Jusqu’où va l’évasion fiscale en Italie ?

« Les dernières données fiables dont nous disposons font référence à 2019 mais devraient également être confirmées pour 2020. On parle de 100 milliards d’euros par an. Au cours des cinq dernières années, il a diminué de 10 milliards d’euros mais il faut encore descendre pour atteindre les objectifs du PNR ».

Quel est l’objectif ?

« D’ici 2024, nous devons atteindre 80 milliards d’euros d’évasion fiscale. Nous devons veiller à ce que l’évasion fiscale ne dépasse pas 16 % du PIB. En tout cas, des pays similaires au nôtre en Europe ont une évasion qui est déjà inférieure à 10% ».

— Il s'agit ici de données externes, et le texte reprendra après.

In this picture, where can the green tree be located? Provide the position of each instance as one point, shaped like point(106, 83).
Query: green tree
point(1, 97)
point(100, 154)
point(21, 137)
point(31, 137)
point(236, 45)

Quelles données VeRa analyse-t-il ?

«Potentiellement, VeRa est capable d’analyser toutes les bases de données entre les mains du ministère. Il existe des données concernant la déclaration d’impôt, ses données de paiement, celles sur les actifs et les fonds étrangers. Évidemment, il ne peut pas analyser tout ce qui est caché ».

Parmi les données analysées par l’algorithme, y a-t-il aussi celles des réseaux sociaux ?

« Pas pour le moment. En Italie, l’analyse des données des réseaux sociaux pour comprendre si un profil est à risque est utilisée dans le secteur privé. Cependant, il y a des administrations publiques qui ont déjà choisi de l’intégrer comme c’est le cas en France. Ces derniers mois, on en avait parlé et cette option était également apparue dans certains rapports présentés à la Mef. Avec la fin du gouvernement Draghi, ce projet s’est également arrêté ».

Comment fonctionne VeRa ? Cet algorithme comprendra-t-il qui se soustrait à l’impôt ?

« La question est plus complexe. Le but est de passer d’une logique déductive à une logique inductive. Jusqu’à présent, les contrôles ont été effectués grâce à l’expérience des agents de la police et de la Guardia di Finanza. Il y avait des situations qui pouvaient être risquées, par exemple celles des propriétés dans d’excellents sites touristiques qui, cependant, étaient officiellement laissées vacantes pendant les mois de haute saison. Une fois ces situations identifiées, les données ont été analysées puis les vérifications ont commencé ».

Et maintenant, qu’est-ce qui change ?

« L’approche du data mining inverse cette logique. En fait, maintenant toutes les données sont traitées et ce sont elles qui montrent la voie à suivre. Nous faisons également un exemple ici. VeRa pourrait analyser un échantillon d’un million de profils d’une certaine catégorie, attribuer un score de risque à chacun d’eux, puis définir les dix mille avec le score le plus élevé. A ce stade, les vérifications peuvent commencer. VeRa n’agit pas seul : il y a toujours besoin d’une intervention humaine ».

Les données analysées par VeRa sont-elles anonymes ?

« Tout au long du processus d’analyse, ils sont anonymisés. Ce n’est qu’à la fin, si nécessaire, qu’ils sont retracés jusqu’au profil du contribuable ».